A força inicial que leva à concentração é dada pelo interesse ou desejo, e este está ligado à atenção, ou à determinação de manter a mente focada em algo. Estando determinado em chegar ao estágio de meditação o yogi volta toda a sua atenção ao objeto de concentração. Neste ponto, após constante prática, o yogi consegue manter a concentração fixa em algum objeto. Segundo Patanjali, este objeto de meditação deverá ser mantido até a fase final do Samadhi, alcançando a auto-realização (kaivalya), sem abandonar o objeto de concentração. Da mesma forma, dentro da visão do Vedanta, após alcançar o estágio último da liberação é que o yogi realmente intensifica seu relacionamento com o objeto de meditação. Isto porque, o Vedanta apresenta três estágios de progresso espiritual para o yogi. Na primeira, ele entra em contato com o processo que o levará à Verdade Absoluta (sambandha), depois ele passa a executar o processo para restabelecer seu eterno relacionamento com esta Verdade Absoluta (abhideya) e por fim ele intensifica seu intercâmbio amoroso com o Senhor Supremo (prayojana).

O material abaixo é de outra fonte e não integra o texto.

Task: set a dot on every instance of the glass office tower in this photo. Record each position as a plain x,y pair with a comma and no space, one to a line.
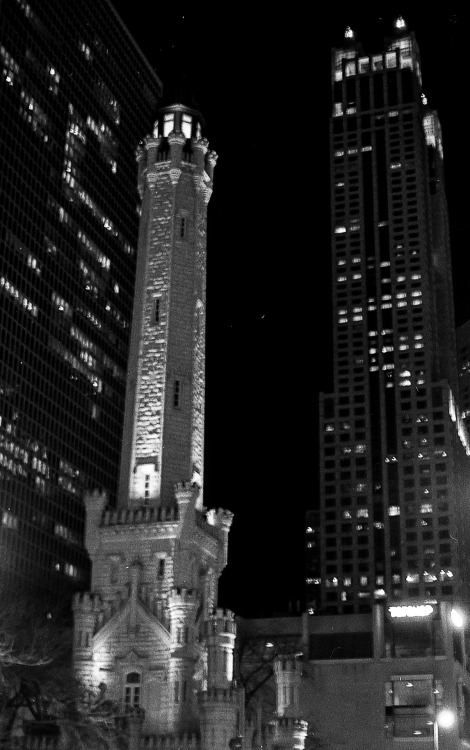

Em nenhum momento o Vedanta apresenta a idéia de que se deve abandonar o objeto de concentração. Isto corrobora o que é apresentado no Yoga-sutra de Patanjali, embora seguidores e comentadores de sua obra apresentem o contrário. Se o próprio autor manteve-se de acordo com o Vedanta não há o que discutir.

Para o yogi determinado, a meta é restabelecer seu relacionamento com o Paramatma, ou, em outras palavras, desenvolver seu amor pela Suprema Personalidade de Deus. Se o propósito da vida humana é o amor puro pelo Senhor, logo Ele é o objeto de concentração e meditação do yogi e este amor deve ser eternamente direcionado ao objeto amado.

Deixando de focar o objeto deixamos de direcionar o amor ao objeto, e assim perde o sentido a busca pela liberação.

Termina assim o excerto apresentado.